Huda menilai, kewajiban tersebut terlalu berlebihan dan mengancam kebhinekaan.
“Kami sangat prihatin dengan fenomena maraknya sikap intoleran di lembaga-lembaga pendidikan milik pemerintah,” kata Huda dalam keterangan tertulis yang diterima Kompas.com, Sabtu (23/1/2021).
“Banyak tenaga-tenaga pendidik yang tidak tepat dalam mengajarkan semangat keberagamaan di kalangan siswa,” kata dia.
Huda mengatakan, fenomena di Sumbar bukanlah kejadian pertama yang menunjukkan menguatnya sikap intoleransi di sekolah-sekolah negeri.
Sebelumnya, kata dia, ada kejadian serupa mengenai seorang guru di Jakarta meminta siswa-siswanya memilih calon ketua OSIS dengan alasan SARA.
Hal yang sama juga pernah terjadi di Depok, Jawa Barat.
“Kejadian-kejadian tersebut cukup memprihatinkan karena diduga dilakukan oleh tenaga kependidikan di sekolah negeri yang harusnya mengarusutamakan nilai-nilai Pancasila dengan inti penghormatan terhadap nilai kebhinekaan,” kata Huda.
Ketua Komisi X ini mengungkapkan, di era otonomi daerah, penyelenggaraan SMA dan SMK negeri di bawah kewenangan dari Pemprov.
Mereka, kata Huda, mempunyai otoritas untuk mengatur arah kebijakan sekolah, distribusi guru, hingga kebijakan anggaran.
Kendati demikian, ia menilai, harusnya kebijakan-kebijakan tersebut tetap mengacu pada nilai-nilai dasar pilar bernegara yakni UUD 1945, Pancasila, NKRI, dan Bhineka Tunggal Ika.
“Tidak benar jika atas nama otonomi daerah, suatu wilayah mempunyai kebebasan termasuk unit penyelenggaraan pendidikan membuat aturan yang secara prinsip bertentangan dengan nilai dasar-nilai dasar kita dalam berbangsa dan bernegara,” ujar Huda.
Lebih lanjut, Politikus PKB ini juga menyoroti kian mudahnya cara pandang keagamaan yang sempit dan kaku masuk ke dalam lembaga pendidikan negeri.

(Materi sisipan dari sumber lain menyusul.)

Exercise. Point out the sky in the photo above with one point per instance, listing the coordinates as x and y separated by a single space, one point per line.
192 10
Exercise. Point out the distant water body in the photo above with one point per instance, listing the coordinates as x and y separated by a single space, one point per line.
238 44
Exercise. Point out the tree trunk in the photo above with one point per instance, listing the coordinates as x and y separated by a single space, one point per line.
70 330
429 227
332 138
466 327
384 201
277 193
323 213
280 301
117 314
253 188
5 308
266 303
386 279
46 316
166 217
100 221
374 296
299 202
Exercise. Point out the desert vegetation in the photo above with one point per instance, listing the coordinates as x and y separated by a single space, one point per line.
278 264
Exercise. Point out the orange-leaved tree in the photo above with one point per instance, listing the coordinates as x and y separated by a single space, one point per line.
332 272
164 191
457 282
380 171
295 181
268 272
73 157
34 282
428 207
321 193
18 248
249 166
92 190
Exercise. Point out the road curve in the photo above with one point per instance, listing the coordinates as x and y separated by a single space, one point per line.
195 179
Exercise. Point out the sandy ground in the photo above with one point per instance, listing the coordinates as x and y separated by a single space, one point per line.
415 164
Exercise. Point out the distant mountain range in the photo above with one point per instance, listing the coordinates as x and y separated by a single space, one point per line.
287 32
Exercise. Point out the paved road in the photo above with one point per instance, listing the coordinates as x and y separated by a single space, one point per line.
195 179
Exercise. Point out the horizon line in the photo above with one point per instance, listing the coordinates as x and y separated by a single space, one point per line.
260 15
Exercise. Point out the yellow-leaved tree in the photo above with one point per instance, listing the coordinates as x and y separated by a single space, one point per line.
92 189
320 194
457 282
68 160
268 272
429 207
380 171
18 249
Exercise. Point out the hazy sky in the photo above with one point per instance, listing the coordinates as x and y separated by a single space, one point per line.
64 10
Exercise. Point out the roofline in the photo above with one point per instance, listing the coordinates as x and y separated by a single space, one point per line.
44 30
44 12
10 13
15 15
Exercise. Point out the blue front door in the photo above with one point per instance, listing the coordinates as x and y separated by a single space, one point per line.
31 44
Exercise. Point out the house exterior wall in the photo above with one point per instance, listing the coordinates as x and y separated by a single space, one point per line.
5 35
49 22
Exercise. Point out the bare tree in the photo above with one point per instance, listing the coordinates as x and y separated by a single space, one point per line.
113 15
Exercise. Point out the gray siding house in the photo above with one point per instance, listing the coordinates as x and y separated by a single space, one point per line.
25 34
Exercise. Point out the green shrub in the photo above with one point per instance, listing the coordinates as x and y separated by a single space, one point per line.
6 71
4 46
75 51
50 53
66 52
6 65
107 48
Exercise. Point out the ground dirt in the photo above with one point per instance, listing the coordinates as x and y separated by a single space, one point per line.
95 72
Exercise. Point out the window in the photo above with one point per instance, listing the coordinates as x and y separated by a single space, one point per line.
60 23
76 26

Fenomena ini, menurut dia, harus menjadi perhatian Kementerian Pendidikan dan Kebudayaan (Kemendikbud) agar menyiapkan kebijakan antisipatif baik melalui kurikulum maupun pembinaan SDM.

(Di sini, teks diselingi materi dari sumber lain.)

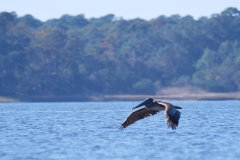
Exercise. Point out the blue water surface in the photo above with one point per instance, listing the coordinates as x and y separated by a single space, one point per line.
89 130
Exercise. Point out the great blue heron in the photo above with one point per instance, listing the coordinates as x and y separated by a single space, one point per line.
153 107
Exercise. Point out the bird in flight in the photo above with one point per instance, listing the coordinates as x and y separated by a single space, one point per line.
152 107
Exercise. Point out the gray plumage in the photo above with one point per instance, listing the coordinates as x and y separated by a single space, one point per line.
172 115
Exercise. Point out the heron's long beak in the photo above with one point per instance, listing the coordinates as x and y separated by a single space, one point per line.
141 104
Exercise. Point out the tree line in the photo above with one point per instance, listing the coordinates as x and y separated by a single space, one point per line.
73 55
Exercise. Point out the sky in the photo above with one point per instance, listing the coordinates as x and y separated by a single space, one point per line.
127 9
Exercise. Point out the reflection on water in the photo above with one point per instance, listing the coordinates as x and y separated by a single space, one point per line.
207 130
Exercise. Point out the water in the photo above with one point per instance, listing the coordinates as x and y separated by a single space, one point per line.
89 130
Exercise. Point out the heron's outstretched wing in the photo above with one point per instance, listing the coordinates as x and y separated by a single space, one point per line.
137 115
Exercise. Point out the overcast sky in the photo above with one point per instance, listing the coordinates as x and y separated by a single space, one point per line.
127 9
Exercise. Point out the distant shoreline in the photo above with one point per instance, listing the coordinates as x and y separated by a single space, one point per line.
78 98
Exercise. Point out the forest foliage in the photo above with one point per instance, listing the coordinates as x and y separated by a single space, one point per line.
73 55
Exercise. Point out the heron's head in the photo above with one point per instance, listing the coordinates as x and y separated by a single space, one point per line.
145 102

Dengan demikian, lembaga-lembaga pendidikan di Tanah Air tidak mudah terpapar cara pandang keagamaan yang intoleran.
“Dalam upaya merekrut tenaga dosen atau guru misalnya harus ada screening yang ketat mengenai rekam jejak mereka," kata Huda.
"Pun demikian, dalam aktivitas belajar mengajar maupun kegiatan ekstrakulikuler jangan sampai ada materi-materi yang disisipi nilai-nilai intoleran,” ucap dia. (*)
Artikel ini telah tayang di Kompas.com dengan judul "Pemerintah Akan Tindak Tegas Praktik Intoleransi di Sekolah"dan "Soal Kewajiban Jilbab bagi Siswi Nonmuslim, Ketua Komisi X: Kami Prihatin atas Sikap Intoleran"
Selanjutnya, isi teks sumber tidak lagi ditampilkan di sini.